Dr. Michael Meneghini, 37, in July became the first orthopedic surgeon at the Indiana Clinic, a physician practice being formed by the Clarian Health hospital system and the Indiana University School of Medicine. Until two years ago, he was part of the Indianapolis orthopedic practice Joint Replacement Surgeons of Indiana, working mainly at St. Vincent hospitals. After a two-year stint at the University of Connecticut Health Center, Meneghini returned to Indianapolis to be near family.

IBJ: Just about any hospital system would welcome a new orthopedic surgeon. What caused you to choose Clarian and the Indiana Clinic?

Meneghini: The mission of the Indiana Clinic matches the mission of me but also the future of health care: patient-driven, quality outcomes, research that drives the quality outcomes and education. Our goal is to build a robust orthopedic department [with all sub-specialties] within the Indiana Clinic that embodies those three core pieces of the mission: quality, research, education.

IBJ: Just a few years ago, it was unusual to hear of orthopedic surgeons becoming employees of any hospital system. Why is it happening so much now?

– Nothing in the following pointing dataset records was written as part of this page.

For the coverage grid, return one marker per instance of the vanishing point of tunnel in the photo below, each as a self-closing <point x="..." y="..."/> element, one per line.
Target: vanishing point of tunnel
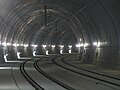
<point x="59" y="44"/>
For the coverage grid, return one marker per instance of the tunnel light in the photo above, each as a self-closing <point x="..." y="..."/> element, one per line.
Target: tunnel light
<point x="70" y="46"/>
<point x="15" y="45"/>
<point x="18" y="55"/>
<point x="34" y="46"/>
<point x="61" y="46"/>
<point x="34" y="53"/>
<point x="44" y="46"/>
<point x="61" y="51"/>
<point x="80" y="45"/>
<point x="4" y="44"/>
<point x="53" y="46"/>
<point x="21" y="44"/>
<point x="86" y="44"/>
<point x="77" y="45"/>
<point x="98" y="45"/>
<point x="25" y="45"/>
<point x="8" y="44"/>
<point x="47" y="52"/>
<point x="95" y="43"/>
<point x="70" y="51"/>
<point x="80" y="39"/>
<point x="5" y="57"/>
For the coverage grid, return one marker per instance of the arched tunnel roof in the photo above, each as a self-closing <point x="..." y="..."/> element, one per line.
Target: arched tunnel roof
<point x="25" y="21"/>
<point x="60" y="44"/>
<point x="60" y="22"/>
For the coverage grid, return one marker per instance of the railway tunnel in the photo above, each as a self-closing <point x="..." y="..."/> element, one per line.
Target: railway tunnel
<point x="59" y="44"/>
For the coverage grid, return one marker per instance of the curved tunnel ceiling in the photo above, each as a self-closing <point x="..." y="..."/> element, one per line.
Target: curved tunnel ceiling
<point x="23" y="21"/>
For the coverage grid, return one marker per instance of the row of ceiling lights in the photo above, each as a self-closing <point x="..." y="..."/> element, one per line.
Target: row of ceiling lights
<point x="97" y="44"/>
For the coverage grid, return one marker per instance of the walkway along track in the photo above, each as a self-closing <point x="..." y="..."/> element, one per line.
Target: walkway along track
<point x="62" y="59"/>
<point x="87" y="75"/>
<point x="28" y="78"/>
<point x="51" y="78"/>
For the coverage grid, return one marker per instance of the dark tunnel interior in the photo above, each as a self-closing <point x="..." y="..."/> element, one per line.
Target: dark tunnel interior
<point x="90" y="28"/>
<point x="93" y="24"/>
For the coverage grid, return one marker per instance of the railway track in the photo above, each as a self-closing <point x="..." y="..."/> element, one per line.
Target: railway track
<point x="88" y="74"/>
<point x="28" y="78"/>
<point x="51" y="78"/>
<point x="62" y="59"/>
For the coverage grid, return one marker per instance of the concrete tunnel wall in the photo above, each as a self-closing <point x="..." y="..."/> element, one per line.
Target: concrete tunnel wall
<point x="90" y="20"/>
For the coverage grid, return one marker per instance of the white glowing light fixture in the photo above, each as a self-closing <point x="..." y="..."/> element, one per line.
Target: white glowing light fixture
<point x="77" y="45"/>
<point x="80" y="39"/>
<point x="61" y="51"/>
<point x="47" y="52"/>
<point x="98" y="45"/>
<point x="95" y="43"/>
<point x="70" y="51"/>
<point x="44" y="46"/>
<point x="4" y="44"/>
<point x="53" y="46"/>
<point x="86" y="44"/>
<point x="25" y="45"/>
<point x="80" y="45"/>
<point x="15" y="45"/>
<point x="34" y="53"/>
<point x="70" y="46"/>
<point x="34" y="46"/>
<point x="21" y="44"/>
<point x="61" y="46"/>
<point x="8" y="44"/>
<point x="5" y="57"/>
<point x="18" y="55"/>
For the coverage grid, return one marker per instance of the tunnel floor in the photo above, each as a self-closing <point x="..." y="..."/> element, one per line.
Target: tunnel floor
<point x="56" y="73"/>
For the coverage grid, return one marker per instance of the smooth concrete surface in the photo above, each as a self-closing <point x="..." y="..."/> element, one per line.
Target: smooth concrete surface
<point x="73" y="60"/>
<point x="76" y="81"/>
<point x="12" y="79"/>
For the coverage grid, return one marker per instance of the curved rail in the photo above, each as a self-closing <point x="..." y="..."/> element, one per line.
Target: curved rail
<point x="89" y="70"/>
<point x="28" y="78"/>
<point x="83" y="74"/>
<point x="51" y="78"/>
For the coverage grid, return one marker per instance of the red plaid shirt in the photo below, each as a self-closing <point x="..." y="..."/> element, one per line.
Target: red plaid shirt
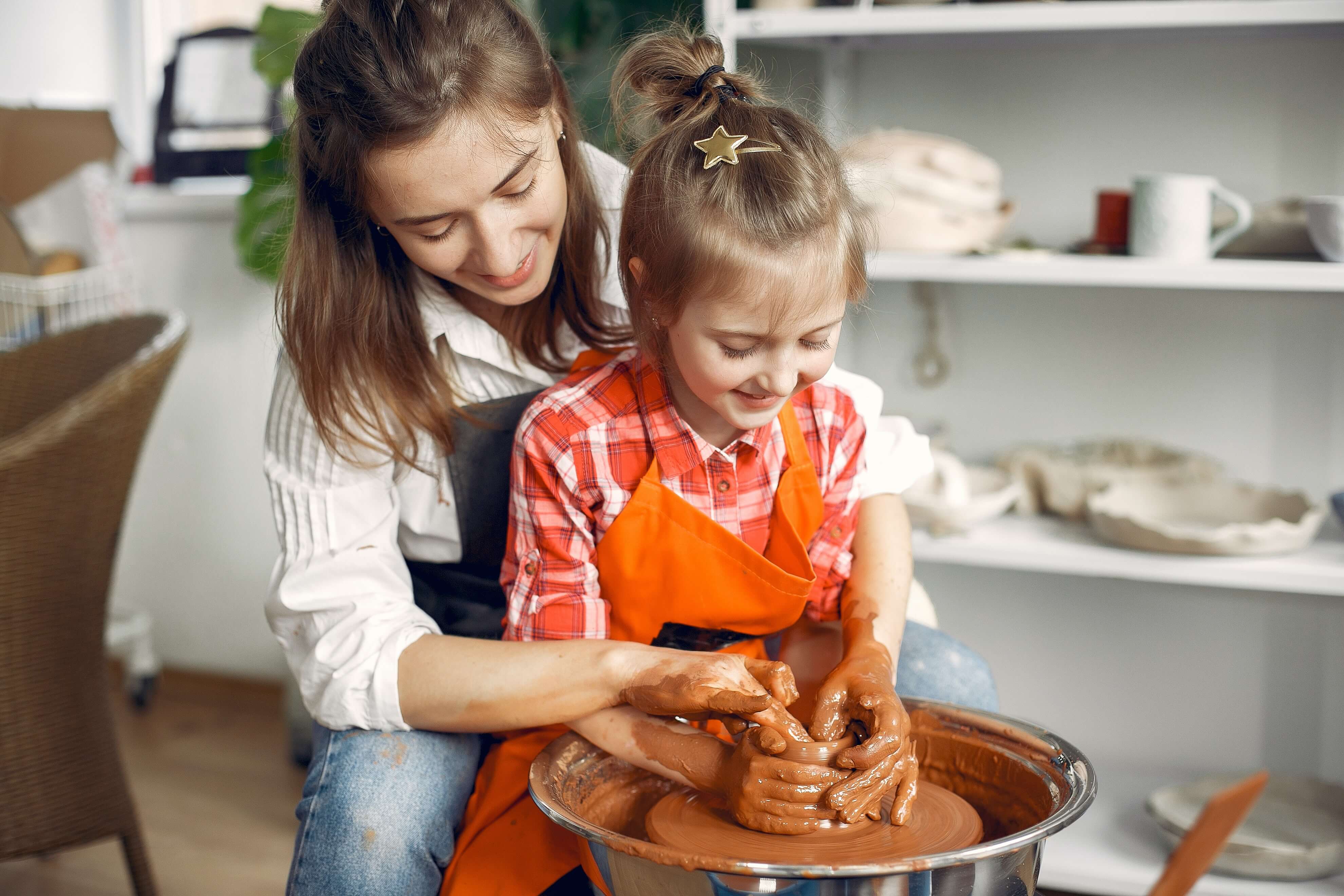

Meneghini: I wish I could tell you it’s not financially driven, but it is. Costs to operate their businesses have continued to rise, but reimbursement has been stagnant. We’ve reached a point where things are starting to tip, where the balance between that fierce independence and financial stability is about the same, but starting to tip. You can see the writing on the wall. The hospitals have the power. And the sooner you realize that. I’d rather bite it right now and get ahead of the wave.

IBJ: What are the biggest changes you are expecting in the business of orthopedic surgery over the next five to 10 years?

Meneghini: Now it is all about cost containment, and the future is bringing technology to market, at a low cost, because of the health care system and reform. There’s a lot of funding out there for outcomes-driven research as opposed to bench-top research. There’s no doubt a shift toward that kind of innovation. It’s harder for me because I have an engineering background, and I think resources for that [type of research] will be more constrained. Having said that, I also enjoy doing database [outcomes] research.